GENREL05-BP02 Replicate embedding data across all regions of availability

Inference to a foundation model may be available over a local availability region, or could be a large region of availability. Make sure your data is available across all regions of availability to adequately service inference requests.

Desired outcome: When implemented, this best practice improves the reliability of your generative AI workload by validating that models have access to the appropriate data to service inference requests across an entire Region of availability.

Benefits of establishing this best practice: Scale horizontally to increase aggregate workload availability - Data replication across a region of availability enables horizontal scaling of the data access infrastructure and supports consistent serving of inference requests.

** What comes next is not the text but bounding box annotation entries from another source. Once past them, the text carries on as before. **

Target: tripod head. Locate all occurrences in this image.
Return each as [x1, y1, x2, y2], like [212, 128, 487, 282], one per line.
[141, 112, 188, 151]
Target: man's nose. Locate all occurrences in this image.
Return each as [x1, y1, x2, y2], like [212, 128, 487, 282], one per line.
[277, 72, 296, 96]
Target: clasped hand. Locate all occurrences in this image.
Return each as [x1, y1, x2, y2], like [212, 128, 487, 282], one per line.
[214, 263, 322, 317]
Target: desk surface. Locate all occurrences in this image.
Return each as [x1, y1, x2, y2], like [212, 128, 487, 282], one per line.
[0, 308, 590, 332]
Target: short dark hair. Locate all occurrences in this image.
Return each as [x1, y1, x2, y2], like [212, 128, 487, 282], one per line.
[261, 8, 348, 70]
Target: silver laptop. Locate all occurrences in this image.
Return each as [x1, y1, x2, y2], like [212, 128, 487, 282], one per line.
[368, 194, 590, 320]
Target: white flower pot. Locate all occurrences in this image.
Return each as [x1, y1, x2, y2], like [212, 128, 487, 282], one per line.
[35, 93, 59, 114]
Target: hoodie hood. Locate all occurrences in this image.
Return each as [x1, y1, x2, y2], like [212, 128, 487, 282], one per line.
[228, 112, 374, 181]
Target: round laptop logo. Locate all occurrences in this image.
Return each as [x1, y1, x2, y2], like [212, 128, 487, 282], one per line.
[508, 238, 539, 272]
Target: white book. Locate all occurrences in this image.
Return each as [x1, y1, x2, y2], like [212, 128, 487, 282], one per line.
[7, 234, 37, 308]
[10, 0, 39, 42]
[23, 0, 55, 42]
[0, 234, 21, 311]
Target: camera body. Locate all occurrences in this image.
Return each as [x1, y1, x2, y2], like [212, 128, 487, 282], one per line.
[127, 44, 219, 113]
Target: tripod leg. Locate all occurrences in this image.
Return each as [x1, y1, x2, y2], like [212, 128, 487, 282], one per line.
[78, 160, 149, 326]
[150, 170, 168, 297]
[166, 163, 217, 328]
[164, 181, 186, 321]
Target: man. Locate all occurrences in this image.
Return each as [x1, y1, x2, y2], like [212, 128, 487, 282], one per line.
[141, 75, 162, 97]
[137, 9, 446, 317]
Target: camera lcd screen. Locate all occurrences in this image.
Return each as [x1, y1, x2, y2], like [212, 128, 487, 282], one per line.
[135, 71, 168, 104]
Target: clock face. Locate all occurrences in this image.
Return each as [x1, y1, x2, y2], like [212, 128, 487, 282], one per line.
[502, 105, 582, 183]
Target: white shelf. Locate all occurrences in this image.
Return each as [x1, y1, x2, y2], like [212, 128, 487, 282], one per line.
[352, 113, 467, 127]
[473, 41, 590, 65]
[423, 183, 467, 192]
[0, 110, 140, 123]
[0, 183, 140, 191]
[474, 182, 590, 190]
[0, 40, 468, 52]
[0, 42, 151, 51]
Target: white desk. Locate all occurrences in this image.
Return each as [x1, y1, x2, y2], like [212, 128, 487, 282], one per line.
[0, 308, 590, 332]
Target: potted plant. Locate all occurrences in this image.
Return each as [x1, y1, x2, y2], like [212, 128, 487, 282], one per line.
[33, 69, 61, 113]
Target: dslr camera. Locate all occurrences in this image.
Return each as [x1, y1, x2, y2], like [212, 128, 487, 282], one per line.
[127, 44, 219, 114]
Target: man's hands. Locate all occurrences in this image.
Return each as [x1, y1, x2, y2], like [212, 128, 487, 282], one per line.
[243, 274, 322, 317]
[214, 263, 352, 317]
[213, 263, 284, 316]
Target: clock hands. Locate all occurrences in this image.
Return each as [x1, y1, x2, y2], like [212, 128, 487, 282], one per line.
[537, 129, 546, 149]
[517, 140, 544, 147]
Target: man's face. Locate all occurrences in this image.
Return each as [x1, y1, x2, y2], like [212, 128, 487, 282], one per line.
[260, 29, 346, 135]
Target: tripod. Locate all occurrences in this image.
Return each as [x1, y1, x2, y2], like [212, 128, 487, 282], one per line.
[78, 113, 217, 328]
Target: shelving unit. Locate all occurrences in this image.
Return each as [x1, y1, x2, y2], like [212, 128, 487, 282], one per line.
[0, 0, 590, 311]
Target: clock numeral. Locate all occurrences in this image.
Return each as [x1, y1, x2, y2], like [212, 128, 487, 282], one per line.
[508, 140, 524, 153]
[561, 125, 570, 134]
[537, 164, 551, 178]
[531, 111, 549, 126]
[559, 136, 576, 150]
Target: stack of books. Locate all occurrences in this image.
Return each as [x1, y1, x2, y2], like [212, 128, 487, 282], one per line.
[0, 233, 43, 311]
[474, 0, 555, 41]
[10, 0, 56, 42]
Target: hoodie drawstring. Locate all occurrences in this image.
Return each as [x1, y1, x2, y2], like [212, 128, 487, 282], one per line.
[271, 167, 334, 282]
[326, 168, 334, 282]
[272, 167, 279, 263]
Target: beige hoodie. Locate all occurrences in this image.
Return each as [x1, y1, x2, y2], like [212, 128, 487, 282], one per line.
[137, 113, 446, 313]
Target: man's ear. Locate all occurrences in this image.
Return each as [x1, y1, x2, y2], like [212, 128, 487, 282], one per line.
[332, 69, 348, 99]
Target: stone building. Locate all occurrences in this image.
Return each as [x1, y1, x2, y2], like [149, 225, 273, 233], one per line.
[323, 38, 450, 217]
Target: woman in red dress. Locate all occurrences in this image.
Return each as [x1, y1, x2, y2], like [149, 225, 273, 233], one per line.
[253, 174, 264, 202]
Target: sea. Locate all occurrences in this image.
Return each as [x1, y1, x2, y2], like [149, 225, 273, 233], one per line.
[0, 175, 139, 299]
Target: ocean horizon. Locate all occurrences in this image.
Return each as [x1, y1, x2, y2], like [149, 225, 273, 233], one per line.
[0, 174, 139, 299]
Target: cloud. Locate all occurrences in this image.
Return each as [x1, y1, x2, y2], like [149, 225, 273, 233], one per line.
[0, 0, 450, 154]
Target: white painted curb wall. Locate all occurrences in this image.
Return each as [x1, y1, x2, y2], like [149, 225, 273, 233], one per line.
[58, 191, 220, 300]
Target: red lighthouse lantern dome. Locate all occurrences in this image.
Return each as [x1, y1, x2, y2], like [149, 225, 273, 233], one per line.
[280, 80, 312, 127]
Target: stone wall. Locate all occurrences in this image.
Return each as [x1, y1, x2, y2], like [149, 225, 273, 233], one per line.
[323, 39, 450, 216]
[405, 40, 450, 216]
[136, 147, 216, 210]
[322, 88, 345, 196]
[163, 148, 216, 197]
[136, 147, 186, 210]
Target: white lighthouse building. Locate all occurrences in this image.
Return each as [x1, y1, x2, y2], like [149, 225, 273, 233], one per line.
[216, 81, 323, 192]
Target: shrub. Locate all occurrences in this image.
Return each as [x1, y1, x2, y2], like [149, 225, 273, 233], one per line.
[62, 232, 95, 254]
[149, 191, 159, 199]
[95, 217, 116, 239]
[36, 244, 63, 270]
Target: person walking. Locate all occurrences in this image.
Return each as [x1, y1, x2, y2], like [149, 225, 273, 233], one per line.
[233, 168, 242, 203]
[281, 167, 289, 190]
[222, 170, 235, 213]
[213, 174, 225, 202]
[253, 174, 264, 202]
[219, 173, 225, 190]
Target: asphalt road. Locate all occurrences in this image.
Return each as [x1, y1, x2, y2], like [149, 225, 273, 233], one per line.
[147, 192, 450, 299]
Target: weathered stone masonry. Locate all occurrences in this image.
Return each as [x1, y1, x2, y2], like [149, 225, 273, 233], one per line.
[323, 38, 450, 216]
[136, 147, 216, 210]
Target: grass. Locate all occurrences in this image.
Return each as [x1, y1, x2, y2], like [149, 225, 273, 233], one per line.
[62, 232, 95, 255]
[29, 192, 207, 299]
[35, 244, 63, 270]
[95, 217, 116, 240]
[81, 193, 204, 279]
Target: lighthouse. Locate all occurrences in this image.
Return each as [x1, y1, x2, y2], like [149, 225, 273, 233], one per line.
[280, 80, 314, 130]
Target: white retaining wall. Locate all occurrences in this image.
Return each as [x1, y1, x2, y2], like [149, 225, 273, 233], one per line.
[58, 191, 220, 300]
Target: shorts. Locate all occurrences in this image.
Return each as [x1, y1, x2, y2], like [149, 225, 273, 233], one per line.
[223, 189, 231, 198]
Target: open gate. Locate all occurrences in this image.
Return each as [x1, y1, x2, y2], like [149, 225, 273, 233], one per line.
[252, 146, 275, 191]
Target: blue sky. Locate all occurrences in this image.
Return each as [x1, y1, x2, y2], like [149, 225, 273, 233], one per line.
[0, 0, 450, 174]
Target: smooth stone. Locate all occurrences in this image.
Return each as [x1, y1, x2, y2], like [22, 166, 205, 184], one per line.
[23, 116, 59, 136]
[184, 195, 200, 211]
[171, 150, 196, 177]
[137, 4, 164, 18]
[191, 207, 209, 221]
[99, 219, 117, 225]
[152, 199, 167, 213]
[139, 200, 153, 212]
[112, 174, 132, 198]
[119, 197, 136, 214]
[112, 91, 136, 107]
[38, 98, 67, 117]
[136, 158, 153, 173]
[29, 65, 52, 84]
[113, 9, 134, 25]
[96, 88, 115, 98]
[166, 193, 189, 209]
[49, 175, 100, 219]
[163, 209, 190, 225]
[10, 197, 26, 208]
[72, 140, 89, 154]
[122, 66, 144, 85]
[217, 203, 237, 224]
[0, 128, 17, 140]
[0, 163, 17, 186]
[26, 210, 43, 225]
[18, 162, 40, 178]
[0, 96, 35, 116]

Level of risk exposed if this best practice is not established: Medium

Implementation guidance

Validate that data sources for your generative AI workloads are replicated and made available across all of the designated regions of availability. Configure data replication pipelines which replicate data creation, updates, and deletions across data sources, providing a consistent experience for users. Customers should leverage a durable storage layer which is available across all desired regions.

Amazon S3 is a common choice since it is a durable, scalable, and reliable storage layer which integrates simply with several data analytics and vector storage solutions. A modern data architecture backed by Amazon S3 is a recommended choice for multi-region data availability at scale. Consider using Amazon S3 or a similar storage layer. Develop data pipelines to distribute data across regions. Amazon S3's bucket replication capability is a managed version of a data pipeline which replicates data across regions.

Alternatively, data pipelines can be developed and orchestrated manually using Amazon Glue. These data pipelines should run frequently enough to satisfy data availability requirements across regions. Once replicated, verify that the data is processed by a replicated vector storage layer.

Implementation steps

Create two OpenSearch clusters across two regions, where one is a leader and one is a follower.
Create a request for an outbound connection from the follower to the leader.
Accept the inbound request from the leader.
Modify the leader security configuration to facilitated cluster replication.
Create an index for replication on the leader cluster.
Run cluster replication from the follower cluster.
Index documents on the leader cluster.
Test document replication on the follower cluster.

Resources

Related practices:

Related guides, videos, and documentation:

Supported Regions and Models for inference profiles

Related examples:

Ensure availability of your data using cross-cluster replication with Amazon OpenSearch Service

Warning Javascript is disabled or is unavailable in your browser.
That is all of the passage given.